But in terms of knowledge of how to prepare, not everything is clear here. Naturally, you need to be able to program in the required languages ​​and fumble a bit in the context of the problem that is proposed as a project. Although we had a team member who did not know biology at all, but was very useful - it was he who wrote the language parser for defining subgraphs, this task fell entirely on his shoulders.

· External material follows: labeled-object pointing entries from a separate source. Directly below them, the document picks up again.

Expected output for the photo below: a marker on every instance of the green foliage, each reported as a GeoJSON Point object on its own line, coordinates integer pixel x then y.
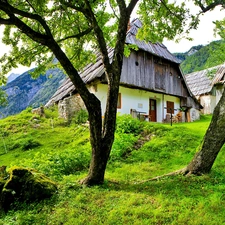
{"type": "Point", "coordinates": [207, 56]}
{"type": "Point", "coordinates": [80, 117]}
{"type": "Point", "coordinates": [26, 91]}
{"type": "Point", "coordinates": [122, 146]}
{"type": "Point", "coordinates": [122, 199]}
{"type": "Point", "coordinates": [3, 98]}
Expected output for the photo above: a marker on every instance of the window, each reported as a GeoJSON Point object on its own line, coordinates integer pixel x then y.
{"type": "Point", "coordinates": [170, 107]}
{"type": "Point", "coordinates": [119, 103]}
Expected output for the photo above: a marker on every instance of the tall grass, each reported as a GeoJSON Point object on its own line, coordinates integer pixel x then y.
{"type": "Point", "coordinates": [141, 151]}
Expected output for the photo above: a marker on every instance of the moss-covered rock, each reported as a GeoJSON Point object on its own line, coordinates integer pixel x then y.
{"type": "Point", "coordinates": [25, 185]}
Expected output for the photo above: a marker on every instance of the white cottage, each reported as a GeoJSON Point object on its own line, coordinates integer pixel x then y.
{"type": "Point", "coordinates": [152, 85]}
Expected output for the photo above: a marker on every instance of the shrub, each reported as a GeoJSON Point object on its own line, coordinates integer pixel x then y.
{"type": "Point", "coordinates": [25, 144]}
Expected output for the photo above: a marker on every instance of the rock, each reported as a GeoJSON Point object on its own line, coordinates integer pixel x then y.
{"type": "Point", "coordinates": [25, 186]}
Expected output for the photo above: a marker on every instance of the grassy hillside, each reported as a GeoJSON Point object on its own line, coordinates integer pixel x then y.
{"type": "Point", "coordinates": [141, 151]}
{"type": "Point", "coordinates": [26, 91]}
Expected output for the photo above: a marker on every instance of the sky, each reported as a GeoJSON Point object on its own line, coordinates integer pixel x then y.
{"type": "Point", "coordinates": [202, 36]}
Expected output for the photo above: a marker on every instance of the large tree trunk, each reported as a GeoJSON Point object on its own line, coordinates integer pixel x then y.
{"type": "Point", "coordinates": [212, 142]}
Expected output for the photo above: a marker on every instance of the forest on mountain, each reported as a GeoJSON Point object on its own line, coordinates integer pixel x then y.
{"type": "Point", "coordinates": [202, 57]}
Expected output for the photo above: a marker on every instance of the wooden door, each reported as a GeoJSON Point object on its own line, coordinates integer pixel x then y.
{"type": "Point", "coordinates": [152, 110]}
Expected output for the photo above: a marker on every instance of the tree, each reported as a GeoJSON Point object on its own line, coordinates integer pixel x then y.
{"type": "Point", "coordinates": [70, 30]}
{"type": "Point", "coordinates": [211, 144]}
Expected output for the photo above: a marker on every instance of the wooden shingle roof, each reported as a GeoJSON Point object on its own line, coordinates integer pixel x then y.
{"type": "Point", "coordinates": [202, 82]}
{"type": "Point", "coordinates": [95, 70]}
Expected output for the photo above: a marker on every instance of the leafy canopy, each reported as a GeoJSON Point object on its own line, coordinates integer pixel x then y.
{"type": "Point", "coordinates": [67, 22]}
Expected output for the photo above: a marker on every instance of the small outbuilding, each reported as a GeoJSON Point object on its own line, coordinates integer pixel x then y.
{"type": "Point", "coordinates": [152, 86]}
{"type": "Point", "coordinates": [207, 86]}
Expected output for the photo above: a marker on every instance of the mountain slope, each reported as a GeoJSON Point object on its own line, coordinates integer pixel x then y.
{"type": "Point", "coordinates": [202, 57]}
{"type": "Point", "coordinates": [25, 91]}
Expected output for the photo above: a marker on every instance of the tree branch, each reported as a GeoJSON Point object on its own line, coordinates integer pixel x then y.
{"type": "Point", "coordinates": [6, 21]}
{"type": "Point", "coordinates": [79, 35]}
{"type": "Point", "coordinates": [210, 6]}
{"type": "Point", "coordinates": [131, 6]}
{"type": "Point", "coordinates": [99, 34]}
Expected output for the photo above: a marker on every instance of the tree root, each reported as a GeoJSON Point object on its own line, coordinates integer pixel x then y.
{"type": "Point", "coordinates": [183, 171]}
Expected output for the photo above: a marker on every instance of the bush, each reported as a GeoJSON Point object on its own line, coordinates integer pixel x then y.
{"type": "Point", "coordinates": [25, 144]}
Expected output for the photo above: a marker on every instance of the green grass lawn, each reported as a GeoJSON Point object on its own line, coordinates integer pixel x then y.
{"type": "Point", "coordinates": [140, 151]}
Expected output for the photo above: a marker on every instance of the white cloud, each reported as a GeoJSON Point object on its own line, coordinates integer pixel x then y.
{"type": "Point", "coordinates": [202, 36]}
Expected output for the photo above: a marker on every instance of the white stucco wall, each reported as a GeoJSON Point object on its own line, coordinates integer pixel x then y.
{"type": "Point", "coordinates": [209, 103]}
{"type": "Point", "coordinates": [139, 100]}
{"type": "Point", "coordinates": [219, 92]}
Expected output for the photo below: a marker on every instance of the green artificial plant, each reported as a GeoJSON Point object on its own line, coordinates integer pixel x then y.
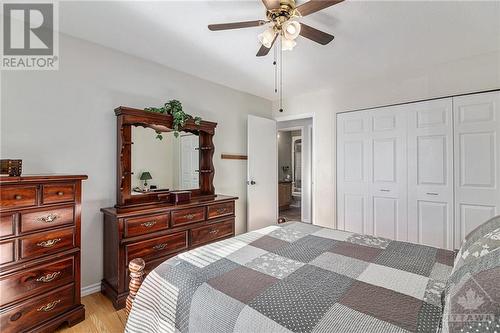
{"type": "Point", "coordinates": [174, 108]}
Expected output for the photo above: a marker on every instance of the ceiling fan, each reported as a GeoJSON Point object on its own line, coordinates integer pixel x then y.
{"type": "Point", "coordinates": [283, 17]}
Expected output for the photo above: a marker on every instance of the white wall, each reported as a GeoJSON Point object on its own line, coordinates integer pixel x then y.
{"type": "Point", "coordinates": [464, 75]}
{"type": "Point", "coordinates": [63, 122]}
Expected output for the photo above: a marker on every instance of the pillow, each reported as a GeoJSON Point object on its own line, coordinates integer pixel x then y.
{"type": "Point", "coordinates": [472, 292]}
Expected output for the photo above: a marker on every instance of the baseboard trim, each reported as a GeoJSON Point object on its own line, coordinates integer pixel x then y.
{"type": "Point", "coordinates": [91, 289]}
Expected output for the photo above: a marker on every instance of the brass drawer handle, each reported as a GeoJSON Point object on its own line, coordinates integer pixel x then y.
{"type": "Point", "coordinates": [221, 210]}
{"type": "Point", "coordinates": [49, 243]}
{"type": "Point", "coordinates": [160, 246]}
{"type": "Point", "coordinates": [48, 277]}
{"type": "Point", "coordinates": [48, 219]}
{"type": "Point", "coordinates": [49, 306]}
{"type": "Point", "coordinates": [148, 224]}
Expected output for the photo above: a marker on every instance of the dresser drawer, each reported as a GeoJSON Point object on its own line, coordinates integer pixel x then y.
{"type": "Point", "coordinates": [47, 243]}
{"type": "Point", "coordinates": [54, 193]}
{"type": "Point", "coordinates": [37, 310]}
{"type": "Point", "coordinates": [47, 218]}
{"type": "Point", "coordinates": [7, 252]}
{"type": "Point", "coordinates": [211, 232]}
{"type": "Point", "coordinates": [157, 247]}
{"type": "Point", "coordinates": [18, 196]}
{"type": "Point", "coordinates": [189, 215]}
{"type": "Point", "coordinates": [36, 280]}
{"type": "Point", "coordinates": [145, 224]}
{"type": "Point", "coordinates": [7, 225]}
{"type": "Point", "coordinates": [219, 210]}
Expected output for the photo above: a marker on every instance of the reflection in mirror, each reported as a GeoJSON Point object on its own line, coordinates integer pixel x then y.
{"type": "Point", "coordinates": [168, 164]}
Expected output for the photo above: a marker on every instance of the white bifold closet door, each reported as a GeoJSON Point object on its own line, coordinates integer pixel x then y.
{"type": "Point", "coordinates": [430, 173]}
{"type": "Point", "coordinates": [477, 158]}
{"type": "Point", "coordinates": [371, 174]}
{"type": "Point", "coordinates": [426, 172]}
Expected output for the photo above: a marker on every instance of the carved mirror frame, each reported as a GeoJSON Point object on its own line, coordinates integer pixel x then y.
{"type": "Point", "coordinates": [128, 117]}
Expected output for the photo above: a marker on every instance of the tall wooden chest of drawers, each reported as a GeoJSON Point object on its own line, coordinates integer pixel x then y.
{"type": "Point", "coordinates": [158, 233]}
{"type": "Point", "coordinates": [40, 252]}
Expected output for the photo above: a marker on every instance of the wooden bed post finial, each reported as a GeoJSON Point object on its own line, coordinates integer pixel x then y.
{"type": "Point", "coordinates": [136, 268]}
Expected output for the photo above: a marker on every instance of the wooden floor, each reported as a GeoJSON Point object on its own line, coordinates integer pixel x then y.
{"type": "Point", "coordinates": [100, 317]}
{"type": "Point", "coordinates": [291, 214]}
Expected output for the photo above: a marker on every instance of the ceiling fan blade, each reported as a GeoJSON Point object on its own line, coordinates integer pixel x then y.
{"type": "Point", "coordinates": [315, 35]}
{"type": "Point", "coordinates": [271, 4]}
{"type": "Point", "coordinates": [236, 25]}
{"type": "Point", "coordinates": [264, 50]}
{"type": "Point", "coordinates": [313, 6]}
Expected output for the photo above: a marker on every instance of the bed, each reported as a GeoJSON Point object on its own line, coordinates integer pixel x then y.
{"type": "Point", "coordinates": [297, 277]}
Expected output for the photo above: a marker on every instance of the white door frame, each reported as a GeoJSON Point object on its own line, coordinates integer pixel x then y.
{"type": "Point", "coordinates": [313, 152]}
{"type": "Point", "coordinates": [291, 129]}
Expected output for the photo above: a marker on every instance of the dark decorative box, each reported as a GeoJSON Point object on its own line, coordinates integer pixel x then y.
{"type": "Point", "coordinates": [177, 197]}
{"type": "Point", "coordinates": [11, 167]}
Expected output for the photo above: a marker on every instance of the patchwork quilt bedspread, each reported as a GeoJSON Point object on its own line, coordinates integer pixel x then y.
{"type": "Point", "coordinates": [296, 277]}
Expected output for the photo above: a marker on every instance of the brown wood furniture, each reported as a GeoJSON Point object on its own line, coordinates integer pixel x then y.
{"type": "Point", "coordinates": [284, 194]}
{"type": "Point", "coordinates": [151, 226]}
{"type": "Point", "coordinates": [128, 117]}
{"type": "Point", "coordinates": [40, 252]}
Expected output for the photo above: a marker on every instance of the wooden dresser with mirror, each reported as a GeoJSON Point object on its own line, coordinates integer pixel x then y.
{"type": "Point", "coordinates": [146, 222]}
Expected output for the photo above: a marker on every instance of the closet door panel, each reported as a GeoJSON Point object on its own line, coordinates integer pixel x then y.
{"type": "Point", "coordinates": [352, 171]}
{"type": "Point", "coordinates": [477, 155]}
{"type": "Point", "coordinates": [387, 212]}
{"type": "Point", "coordinates": [430, 173]}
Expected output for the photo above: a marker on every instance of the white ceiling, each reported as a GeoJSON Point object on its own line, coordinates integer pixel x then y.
{"type": "Point", "coordinates": [372, 39]}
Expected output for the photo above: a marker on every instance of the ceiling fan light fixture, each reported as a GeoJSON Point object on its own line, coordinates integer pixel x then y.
{"type": "Point", "coordinates": [287, 44]}
{"type": "Point", "coordinates": [291, 29]}
{"type": "Point", "coordinates": [266, 38]}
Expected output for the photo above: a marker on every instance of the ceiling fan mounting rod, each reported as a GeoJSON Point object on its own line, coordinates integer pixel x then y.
{"type": "Point", "coordinates": [283, 13]}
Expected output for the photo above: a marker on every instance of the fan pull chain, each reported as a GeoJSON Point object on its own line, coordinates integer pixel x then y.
{"type": "Point", "coordinates": [275, 69]}
{"type": "Point", "coordinates": [281, 76]}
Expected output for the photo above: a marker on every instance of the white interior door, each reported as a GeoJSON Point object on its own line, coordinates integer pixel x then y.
{"type": "Point", "coordinates": [430, 173]}
{"type": "Point", "coordinates": [477, 155]}
{"type": "Point", "coordinates": [387, 213]}
{"type": "Point", "coordinates": [262, 179]}
{"type": "Point", "coordinates": [371, 172]}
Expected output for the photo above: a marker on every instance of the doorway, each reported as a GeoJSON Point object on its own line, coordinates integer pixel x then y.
{"type": "Point", "coordinates": [294, 169]}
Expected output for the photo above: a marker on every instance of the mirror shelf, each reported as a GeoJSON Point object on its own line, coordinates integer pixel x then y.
{"type": "Point", "coordinates": [131, 162]}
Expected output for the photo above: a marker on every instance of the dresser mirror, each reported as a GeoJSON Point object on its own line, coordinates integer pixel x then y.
{"type": "Point", "coordinates": [149, 168]}
{"type": "Point", "coordinates": [164, 162]}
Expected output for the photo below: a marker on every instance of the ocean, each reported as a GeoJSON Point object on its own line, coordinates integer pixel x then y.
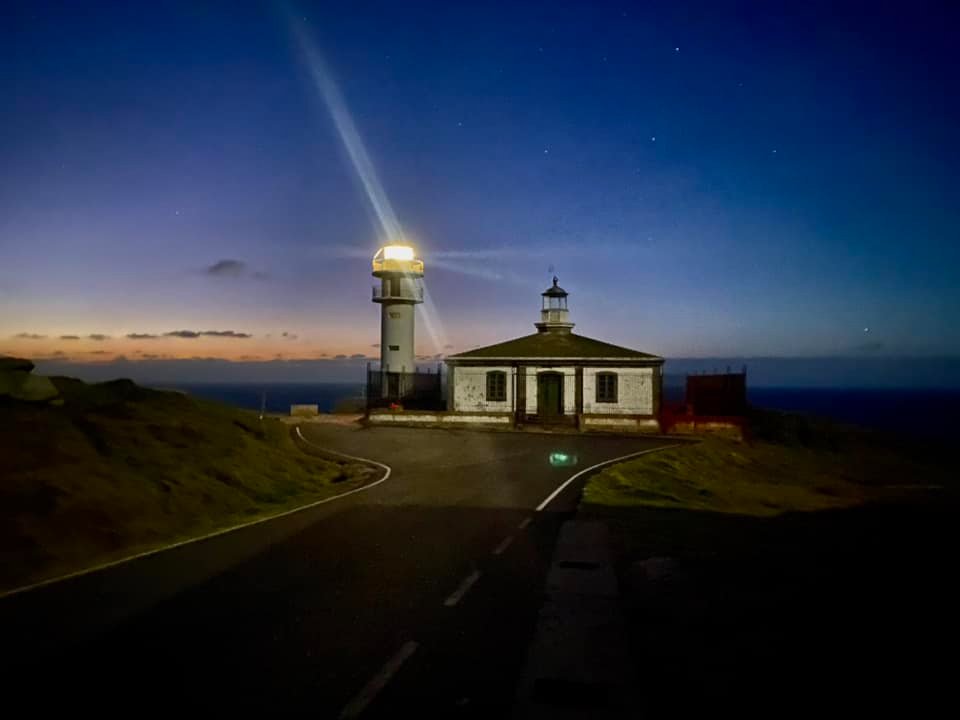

- You already spoke about the organization, the premises, the food. Where did you sleep? And did you sleep at all?
“For 48 hours, I slept for four hours, I guess.” I was always on the site, on the last night I just left for the hotel.

- That is, the participants need to be mentally prepared for this.
- And morally and physically especially. If a person has experience in preparing for some terrible sessions, when you do not sleep for two nights, this is a good preparation. I had such cases during my studies, so I was ready.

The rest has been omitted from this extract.